Leadership involves offering public goods and making sacrifices for the sake of collective interest. The US after World War II helped to rebuild the economies of West European nations and Japan through aid, and contributed to the rise of the newly industrialising countries through market access, even at the cost of suffering huge trade deficits. Its security alliances with East Asian nations, especially Japan, helped these nations to develop their economies.
The Chinese market has been a boon for East Asian exporters, and has played a major role in fuelling the doubling of intra-East Asian trade since 1990. China's decision not to devalue its currency in the wake of the Asian financial crisis of 1997 prevented a further aggravation of the crisis.
The most effective exercise of leadership entails not coercion, but consensus-building. To acquire legitimacy, a leader must exercise restraint, especially in dealing with its weaker neighbours. This is the kind of policy that the Suharto-era Indonesia adopted in 1967 when it ended the Konfrontasi (Confrontation) policy towards Malaysia and helped to found Asean.
China has also shown some restraint in dealing with the Spratlys dispute, by agreeing to a Declaration on the Code of Conduct.
China is increasingly engaged in regional institutions like the Asean Regional Forum and forging cooperation in non-traditional security matters, such as pandemics and international relief operations, as seen in its response to the Indian Ocean tsunami last year.
These efforts have paid dividends. Public talk of a China threat is much more subdued today than in the 1990s.
But China is not the only country in the region offering public goods to its followers. Japan is not to be discounted. While there is some uneasiness about recent developments in Japanese security policy, Japan remains a significant provider of investment and aid to the region. And the Japanese technological lead over China and other Asian neighbours is not about to be lost.
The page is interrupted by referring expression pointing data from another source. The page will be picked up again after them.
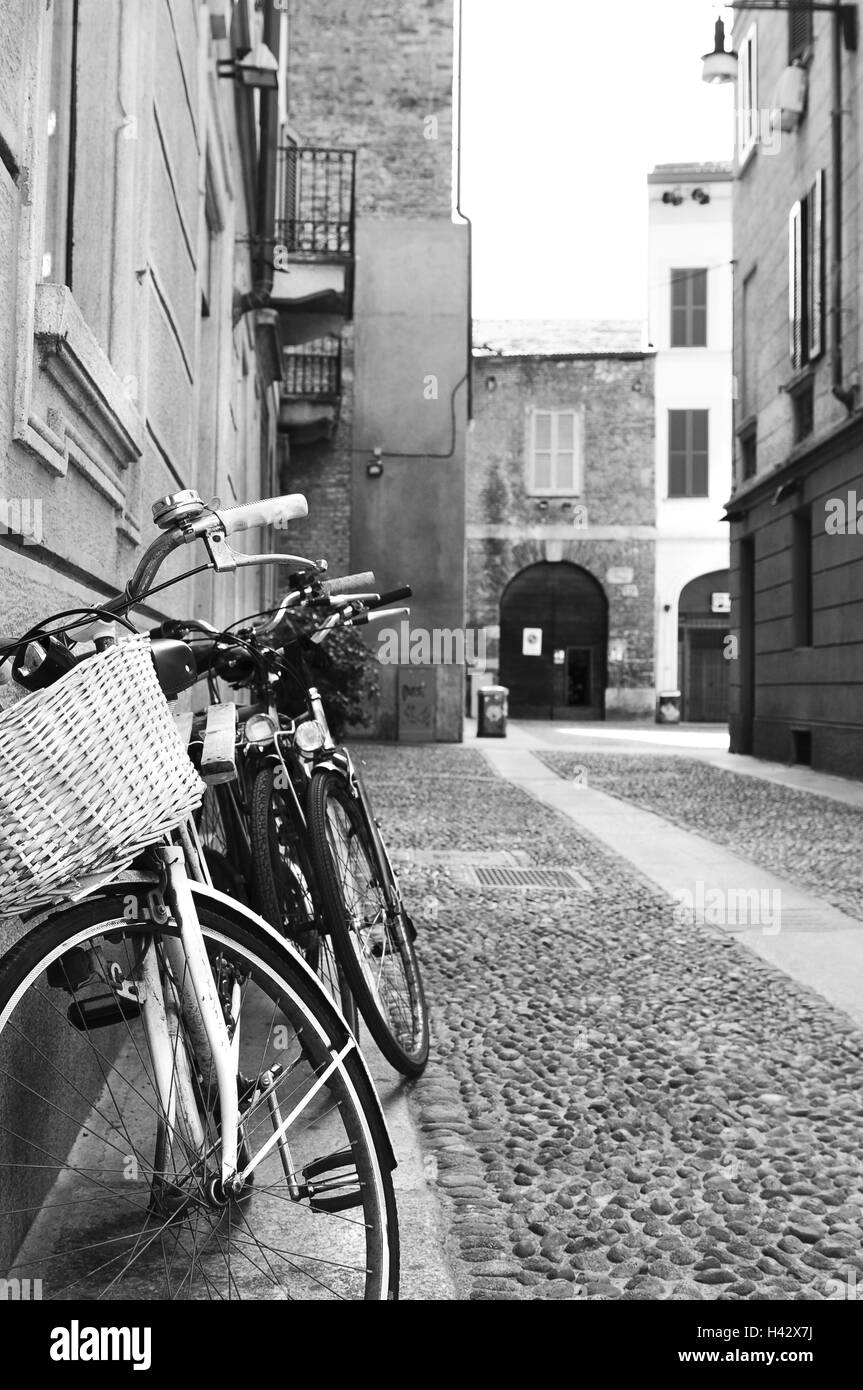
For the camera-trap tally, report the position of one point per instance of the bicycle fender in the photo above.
(246, 918)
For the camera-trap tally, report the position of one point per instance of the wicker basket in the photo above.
(92, 770)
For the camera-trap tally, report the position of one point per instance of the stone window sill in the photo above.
(92, 402)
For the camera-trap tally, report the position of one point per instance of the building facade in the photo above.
(796, 552)
(128, 195)
(689, 327)
(560, 517)
(375, 310)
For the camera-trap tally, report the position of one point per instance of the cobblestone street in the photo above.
(619, 1105)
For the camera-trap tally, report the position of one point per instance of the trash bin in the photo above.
(491, 713)
(667, 708)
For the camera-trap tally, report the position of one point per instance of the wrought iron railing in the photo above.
(313, 370)
(316, 200)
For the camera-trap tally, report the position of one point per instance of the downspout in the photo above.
(847, 395)
(266, 184)
(470, 230)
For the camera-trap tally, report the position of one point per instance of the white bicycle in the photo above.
(184, 1111)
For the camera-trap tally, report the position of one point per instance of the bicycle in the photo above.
(311, 822)
(320, 866)
(185, 1109)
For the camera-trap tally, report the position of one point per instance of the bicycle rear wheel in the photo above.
(368, 925)
(106, 1196)
(282, 888)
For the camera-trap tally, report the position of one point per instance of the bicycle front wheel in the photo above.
(368, 926)
(107, 1193)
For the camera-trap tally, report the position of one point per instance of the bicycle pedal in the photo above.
(102, 1012)
(337, 1201)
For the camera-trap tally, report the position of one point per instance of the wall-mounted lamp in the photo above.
(719, 67)
(257, 68)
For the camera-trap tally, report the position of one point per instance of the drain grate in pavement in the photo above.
(495, 876)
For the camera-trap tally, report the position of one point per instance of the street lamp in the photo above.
(257, 68)
(719, 66)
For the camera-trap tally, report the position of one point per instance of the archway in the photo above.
(702, 626)
(553, 642)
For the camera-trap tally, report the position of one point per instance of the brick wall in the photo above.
(377, 77)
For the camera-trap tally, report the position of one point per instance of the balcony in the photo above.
(314, 230)
(311, 389)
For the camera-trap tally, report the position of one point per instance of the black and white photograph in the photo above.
(431, 667)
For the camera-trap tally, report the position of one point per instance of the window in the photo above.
(806, 275)
(556, 448)
(749, 341)
(802, 405)
(749, 456)
(801, 577)
(688, 453)
(688, 307)
(746, 96)
(799, 34)
(60, 170)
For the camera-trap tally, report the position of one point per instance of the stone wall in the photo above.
(606, 526)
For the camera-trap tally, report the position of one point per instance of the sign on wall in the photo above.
(416, 704)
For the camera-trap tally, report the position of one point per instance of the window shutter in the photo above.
(795, 284)
(815, 266)
(748, 93)
(799, 32)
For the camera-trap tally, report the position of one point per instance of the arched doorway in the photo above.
(702, 626)
(553, 641)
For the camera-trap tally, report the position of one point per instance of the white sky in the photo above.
(567, 104)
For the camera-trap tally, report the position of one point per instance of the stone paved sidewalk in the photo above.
(617, 1107)
(810, 840)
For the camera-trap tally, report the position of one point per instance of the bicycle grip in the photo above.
(349, 584)
(275, 512)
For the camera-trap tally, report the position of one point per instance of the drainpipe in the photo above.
(847, 395)
(470, 230)
(266, 184)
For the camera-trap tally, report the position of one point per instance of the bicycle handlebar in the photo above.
(275, 512)
(348, 584)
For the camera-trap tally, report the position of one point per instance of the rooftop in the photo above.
(556, 337)
(716, 173)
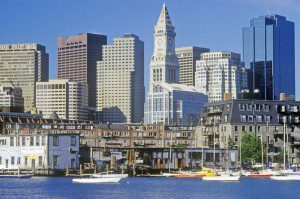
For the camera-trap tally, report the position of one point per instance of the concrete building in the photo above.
(67, 98)
(11, 99)
(120, 84)
(77, 60)
(39, 150)
(264, 118)
(187, 57)
(269, 53)
(22, 65)
(218, 73)
(168, 101)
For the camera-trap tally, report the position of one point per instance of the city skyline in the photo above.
(199, 31)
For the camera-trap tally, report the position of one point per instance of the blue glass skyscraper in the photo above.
(269, 54)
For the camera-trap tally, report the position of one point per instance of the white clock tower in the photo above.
(164, 67)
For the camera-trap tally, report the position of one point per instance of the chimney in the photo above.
(282, 97)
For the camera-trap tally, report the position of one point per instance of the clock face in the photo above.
(159, 42)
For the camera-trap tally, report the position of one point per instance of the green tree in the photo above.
(251, 148)
(230, 143)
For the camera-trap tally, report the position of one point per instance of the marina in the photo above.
(140, 187)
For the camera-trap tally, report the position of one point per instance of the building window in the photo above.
(257, 107)
(55, 160)
(11, 140)
(73, 140)
(267, 107)
(268, 118)
(249, 107)
(250, 118)
(40, 161)
(242, 107)
(55, 141)
(12, 160)
(31, 141)
(37, 141)
(25, 160)
(258, 118)
(23, 141)
(243, 118)
(43, 140)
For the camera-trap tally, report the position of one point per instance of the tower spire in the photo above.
(164, 17)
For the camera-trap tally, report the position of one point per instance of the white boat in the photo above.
(110, 175)
(286, 177)
(167, 174)
(96, 180)
(22, 176)
(223, 177)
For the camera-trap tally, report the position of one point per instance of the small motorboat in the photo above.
(167, 174)
(110, 175)
(223, 177)
(188, 175)
(286, 177)
(19, 176)
(96, 180)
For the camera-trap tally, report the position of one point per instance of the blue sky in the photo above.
(216, 24)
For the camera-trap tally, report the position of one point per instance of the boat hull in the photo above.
(17, 176)
(221, 178)
(110, 175)
(260, 175)
(96, 180)
(187, 175)
(288, 177)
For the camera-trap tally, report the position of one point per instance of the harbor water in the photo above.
(62, 187)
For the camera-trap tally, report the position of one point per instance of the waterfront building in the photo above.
(120, 81)
(11, 99)
(22, 65)
(41, 150)
(77, 60)
(218, 73)
(264, 118)
(269, 53)
(168, 101)
(187, 57)
(67, 98)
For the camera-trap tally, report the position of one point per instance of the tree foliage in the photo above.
(251, 148)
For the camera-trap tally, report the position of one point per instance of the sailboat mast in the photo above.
(284, 129)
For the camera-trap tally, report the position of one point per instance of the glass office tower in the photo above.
(269, 53)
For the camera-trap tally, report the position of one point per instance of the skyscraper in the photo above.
(168, 101)
(68, 99)
(269, 51)
(22, 65)
(218, 73)
(77, 60)
(120, 83)
(187, 57)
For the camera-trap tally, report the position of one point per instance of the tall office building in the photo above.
(168, 101)
(218, 73)
(269, 51)
(22, 65)
(187, 57)
(11, 99)
(120, 86)
(77, 60)
(67, 98)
India is another regional leader, with its strengths in the knowledge economy. Hence, East Asia may not have just a single dominant source of leadership.
Thus, China can and should lead. But its leadership role is less likely to be resisted if exercised through functional and institutional mechanisms than with a neo-Confucian conception of regional order or through an exclusionary sphere of influence.
I believe China's leaders are acutely conscious of this.
The author is deputy director of the Institute of Defence and Strategic Studies, Singapore. This article is based on remarks he made at the Beijing Forum (Nov 16-18).